Secure identity goes to the heart of many of the UN’s forays into blockchain technology.
First tested in 2017 in the Azraq Syrian refugee camp in Jordan, the WFP’s Building Blocks platform, based on the Parity Ethereum client using a proof-of-authority (PoA) consensus algorithm, is now being used to provide more than 100,000 refugees with WFP-funded cash assistance as of October, the agency said. Using biometric identification, the digital transactions provide the refugees greater security and privacy while giving the agency better reconciliation data and a “significant reduction of transaction fees,” it added, noting that it provides $1.6 billion in cash transfers globally. WFP is planning to expand it to all 500,000 Syrian refugees in Jordan.

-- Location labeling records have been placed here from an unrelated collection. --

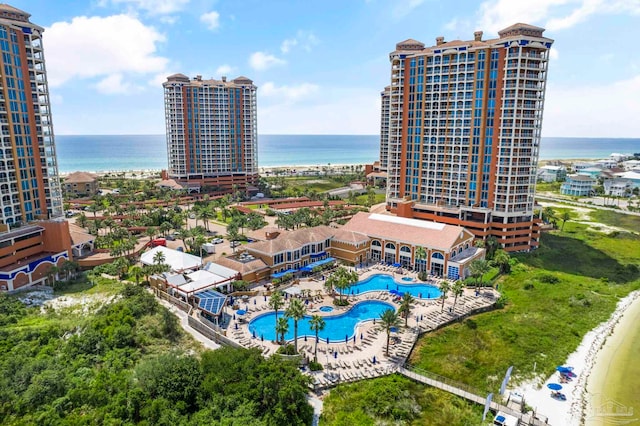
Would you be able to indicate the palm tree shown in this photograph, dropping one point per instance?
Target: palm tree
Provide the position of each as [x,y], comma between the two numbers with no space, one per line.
[136,272]
[445,286]
[317,324]
[296,310]
[276,302]
[420,254]
[478,268]
[388,320]
[159,258]
[282,327]
[405,307]
[457,290]
[565,217]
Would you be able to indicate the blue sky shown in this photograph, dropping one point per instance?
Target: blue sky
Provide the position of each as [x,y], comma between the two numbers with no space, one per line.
[319,65]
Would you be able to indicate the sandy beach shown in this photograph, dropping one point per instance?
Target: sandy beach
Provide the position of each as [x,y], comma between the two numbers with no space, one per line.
[597,341]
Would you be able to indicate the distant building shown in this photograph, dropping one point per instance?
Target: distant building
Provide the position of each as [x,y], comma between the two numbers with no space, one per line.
[632,176]
[29,182]
[27,253]
[80,184]
[212,135]
[594,172]
[578,186]
[552,173]
[464,132]
[618,187]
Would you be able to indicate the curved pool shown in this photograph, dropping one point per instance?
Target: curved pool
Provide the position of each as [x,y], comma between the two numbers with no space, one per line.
[337,327]
[384,282]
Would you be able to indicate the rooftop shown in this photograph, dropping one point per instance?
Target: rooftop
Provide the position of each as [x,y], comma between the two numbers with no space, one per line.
[412,231]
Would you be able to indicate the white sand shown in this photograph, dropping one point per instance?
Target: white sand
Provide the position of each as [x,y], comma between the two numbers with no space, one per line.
[571,411]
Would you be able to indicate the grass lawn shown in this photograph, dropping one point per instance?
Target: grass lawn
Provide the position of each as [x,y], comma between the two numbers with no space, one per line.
[621,220]
[396,400]
[555,296]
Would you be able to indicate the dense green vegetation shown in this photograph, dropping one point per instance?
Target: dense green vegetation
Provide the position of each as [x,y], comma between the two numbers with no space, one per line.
[123,365]
[396,400]
[554,296]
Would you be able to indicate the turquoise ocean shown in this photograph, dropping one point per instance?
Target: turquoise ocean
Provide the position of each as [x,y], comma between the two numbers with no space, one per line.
[149,152]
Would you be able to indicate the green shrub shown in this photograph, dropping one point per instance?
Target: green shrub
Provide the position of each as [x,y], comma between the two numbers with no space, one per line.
[315,366]
[548,278]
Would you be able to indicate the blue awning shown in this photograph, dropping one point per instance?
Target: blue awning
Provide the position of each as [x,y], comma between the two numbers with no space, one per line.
[283,273]
[312,265]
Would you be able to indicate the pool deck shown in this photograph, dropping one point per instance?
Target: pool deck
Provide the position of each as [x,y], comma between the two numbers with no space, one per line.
[347,362]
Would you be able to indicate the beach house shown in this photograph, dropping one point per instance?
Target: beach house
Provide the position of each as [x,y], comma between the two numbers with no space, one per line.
[578,185]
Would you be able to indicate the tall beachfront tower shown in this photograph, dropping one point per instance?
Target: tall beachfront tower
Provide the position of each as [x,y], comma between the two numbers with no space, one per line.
[212,136]
[384,128]
[29,181]
[464,132]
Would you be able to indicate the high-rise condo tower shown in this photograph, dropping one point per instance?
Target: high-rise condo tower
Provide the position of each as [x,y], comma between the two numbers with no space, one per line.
[464,132]
[29,182]
[212,133]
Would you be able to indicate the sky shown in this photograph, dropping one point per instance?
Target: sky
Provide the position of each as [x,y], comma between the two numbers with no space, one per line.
[319,64]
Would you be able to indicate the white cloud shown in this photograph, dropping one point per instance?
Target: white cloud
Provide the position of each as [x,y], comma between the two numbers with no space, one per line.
[288,44]
[288,93]
[224,69]
[261,61]
[305,39]
[89,47]
[553,15]
[114,85]
[154,7]
[340,111]
[403,8]
[211,19]
[608,110]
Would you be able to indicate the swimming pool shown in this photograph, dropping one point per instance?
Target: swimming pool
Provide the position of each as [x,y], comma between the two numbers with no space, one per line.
[336,326]
[382,282]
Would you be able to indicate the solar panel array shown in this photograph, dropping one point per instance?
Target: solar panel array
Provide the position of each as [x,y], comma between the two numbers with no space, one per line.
[211,301]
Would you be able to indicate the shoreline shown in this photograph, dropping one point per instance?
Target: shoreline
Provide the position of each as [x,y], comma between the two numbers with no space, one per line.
[583,361]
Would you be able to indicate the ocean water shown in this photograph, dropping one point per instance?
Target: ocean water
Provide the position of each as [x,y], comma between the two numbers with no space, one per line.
[149,152]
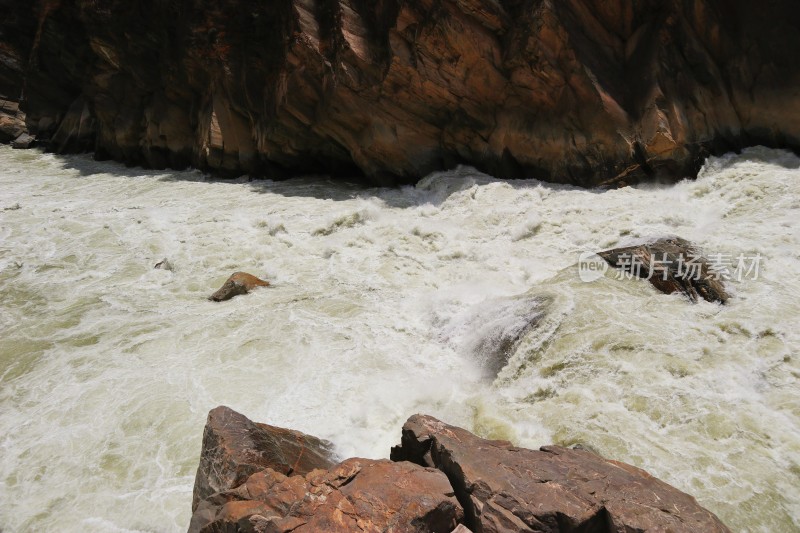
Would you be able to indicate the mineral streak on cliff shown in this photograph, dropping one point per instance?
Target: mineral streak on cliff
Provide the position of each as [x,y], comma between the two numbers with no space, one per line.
[588,92]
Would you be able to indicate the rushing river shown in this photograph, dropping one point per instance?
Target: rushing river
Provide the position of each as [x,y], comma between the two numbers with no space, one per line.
[386,302]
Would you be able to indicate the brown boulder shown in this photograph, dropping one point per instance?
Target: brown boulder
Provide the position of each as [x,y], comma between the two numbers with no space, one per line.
[671,265]
[239,283]
[234,447]
[358,495]
[507,489]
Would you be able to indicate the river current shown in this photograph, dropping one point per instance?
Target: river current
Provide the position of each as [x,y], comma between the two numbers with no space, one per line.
[385,303]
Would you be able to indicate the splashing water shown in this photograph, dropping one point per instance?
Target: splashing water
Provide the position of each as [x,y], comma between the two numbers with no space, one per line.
[385,303]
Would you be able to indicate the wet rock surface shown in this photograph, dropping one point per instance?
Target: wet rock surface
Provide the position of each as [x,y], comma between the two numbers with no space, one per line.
[355,495]
[672,264]
[509,489]
[586,92]
[234,447]
[238,284]
[440,479]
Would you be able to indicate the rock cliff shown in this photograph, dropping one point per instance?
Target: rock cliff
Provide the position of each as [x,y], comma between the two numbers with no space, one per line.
[441,479]
[589,92]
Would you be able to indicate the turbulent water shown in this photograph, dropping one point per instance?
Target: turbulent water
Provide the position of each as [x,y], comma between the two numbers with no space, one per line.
[385,302]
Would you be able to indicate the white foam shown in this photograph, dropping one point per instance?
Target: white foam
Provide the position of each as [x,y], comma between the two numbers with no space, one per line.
[108,367]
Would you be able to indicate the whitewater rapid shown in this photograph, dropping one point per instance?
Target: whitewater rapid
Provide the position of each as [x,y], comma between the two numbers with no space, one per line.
[385,302]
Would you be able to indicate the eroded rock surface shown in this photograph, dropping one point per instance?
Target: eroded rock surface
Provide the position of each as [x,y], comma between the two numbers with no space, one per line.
[554,489]
[440,479]
[234,447]
[238,284]
[358,495]
[672,264]
[590,92]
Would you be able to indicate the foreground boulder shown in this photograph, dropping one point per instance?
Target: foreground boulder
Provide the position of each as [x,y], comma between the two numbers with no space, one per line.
[671,265]
[588,92]
[239,283]
[509,489]
[441,479]
[234,447]
[357,495]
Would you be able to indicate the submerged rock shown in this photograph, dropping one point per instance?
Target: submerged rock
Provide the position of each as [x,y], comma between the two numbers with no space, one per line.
[440,479]
[239,283]
[492,330]
[671,265]
[23,142]
[507,489]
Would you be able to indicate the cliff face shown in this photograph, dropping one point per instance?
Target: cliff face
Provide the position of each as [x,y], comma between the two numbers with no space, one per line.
[587,92]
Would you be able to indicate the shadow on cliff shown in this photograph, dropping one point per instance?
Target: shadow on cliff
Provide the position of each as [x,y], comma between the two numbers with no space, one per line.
[434,189]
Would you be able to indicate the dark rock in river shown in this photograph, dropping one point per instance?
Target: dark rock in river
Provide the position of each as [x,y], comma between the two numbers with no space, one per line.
[23,142]
[587,92]
[239,283]
[234,447]
[443,479]
[672,265]
[164,264]
[509,489]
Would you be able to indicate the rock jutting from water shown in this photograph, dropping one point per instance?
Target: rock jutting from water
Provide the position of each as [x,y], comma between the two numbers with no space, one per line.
[238,284]
[440,479]
[671,265]
[582,91]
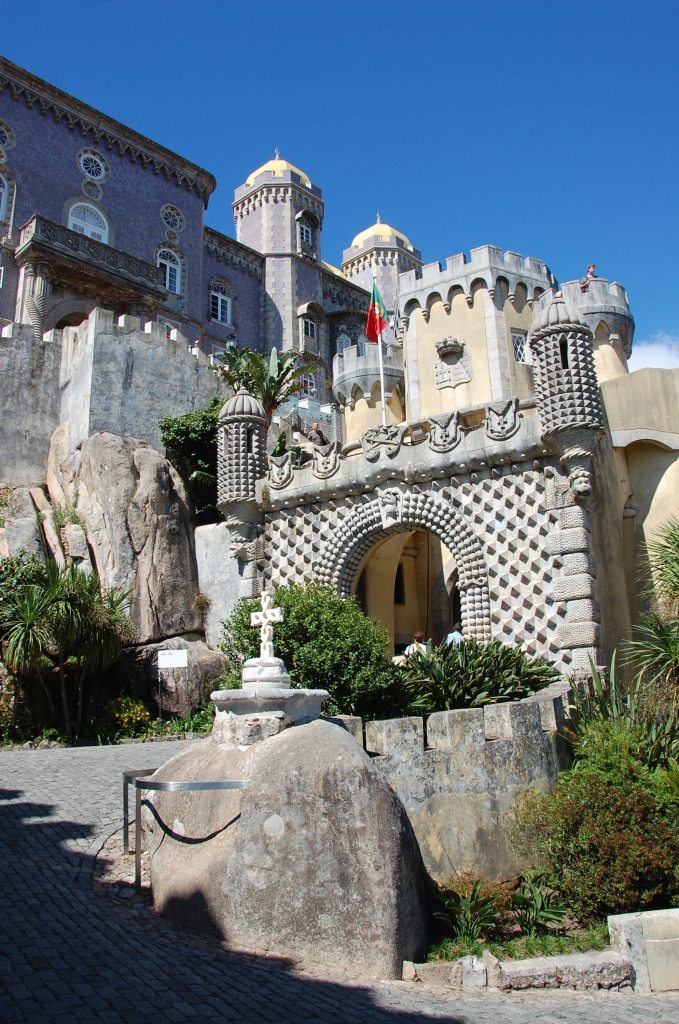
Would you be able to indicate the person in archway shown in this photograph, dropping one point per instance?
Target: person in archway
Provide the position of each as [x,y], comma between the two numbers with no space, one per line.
[316,436]
[456,636]
[417,645]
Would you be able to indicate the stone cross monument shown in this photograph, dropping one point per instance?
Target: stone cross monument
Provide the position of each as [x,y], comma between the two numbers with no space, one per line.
[266,692]
[265,619]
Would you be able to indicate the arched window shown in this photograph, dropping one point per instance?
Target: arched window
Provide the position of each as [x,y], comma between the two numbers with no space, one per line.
[170,270]
[308,386]
[220,304]
[87,220]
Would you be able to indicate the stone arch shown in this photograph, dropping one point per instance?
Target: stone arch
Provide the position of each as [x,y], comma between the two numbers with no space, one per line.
[373,519]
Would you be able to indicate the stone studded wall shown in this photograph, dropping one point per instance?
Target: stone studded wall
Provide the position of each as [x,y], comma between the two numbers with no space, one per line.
[525,574]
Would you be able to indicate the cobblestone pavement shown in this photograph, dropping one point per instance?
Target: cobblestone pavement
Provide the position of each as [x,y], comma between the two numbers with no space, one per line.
[66,955]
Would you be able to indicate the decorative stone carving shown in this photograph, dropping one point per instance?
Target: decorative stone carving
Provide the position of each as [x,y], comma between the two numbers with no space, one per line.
[502,419]
[385,438]
[390,503]
[566,389]
[454,365]
[326,460]
[444,433]
[281,469]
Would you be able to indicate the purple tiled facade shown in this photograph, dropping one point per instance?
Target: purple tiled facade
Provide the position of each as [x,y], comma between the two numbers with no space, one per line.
[50,281]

The WFP is also testing the Building Blocks technology in several of the camps in partnership with UN Women, as part of the latter’s cash for work programs.
In April, South African start-up Trustlab graduated from the UNICEF Innovation Fund after successfully testing its blockchain-based Amply platform by registering and tracking the attendance of 2,700 pre-schoolers in 77 centers that provide early learning, nutrition and childcare programs. Securely digitising the attendance records automated a costly, manual, paper-based system that allowed the teachers to receive government subsidies, while tokenizing impact records that help secure future funding, the organization said in a release. About 800,000 children in South Africa receive these services, the Fund added.
And Dublin-based AID:Tech partnered with the UN Development Programme (UNDP) on a small pilot program in the Serbian city of Nis to provide blockchain-based digital identity documents that would enable residents to receive remittances from abroad at a significant discount to what is generally charged by banks and financial services companies. The pilot ended in October and is being evaluated. Annually, remittances from the Serbian diaspora accounts for 9 percent of the country’s GDP, according to the UNDP.
Ultimately, the UN is experimenting with blockchain as widely as it can as it looks for innovative ways to help it fulfill its many missions, which can have high-stakes humanitarian goals beyond helping refugees or the poor. The United Nations Climate Change secretariat helped launch the Climate Chain Coalition, which aims to use the distributed ledger technology underpinning blockchain technology to monitor, report on and verify the impact of a wide variety of climate change initiatives, as well as mobilizing financing for these efforts.
But as in the public sector, there are plenty of low-stakes ways blockchain may be able to make life a little bit easier. Which is probably why UNDP’s Alternative Financing Lab ran a test program in Moldova using Emercoin in 2017 to see if blockchain technology could help improve its vehicle fleet management.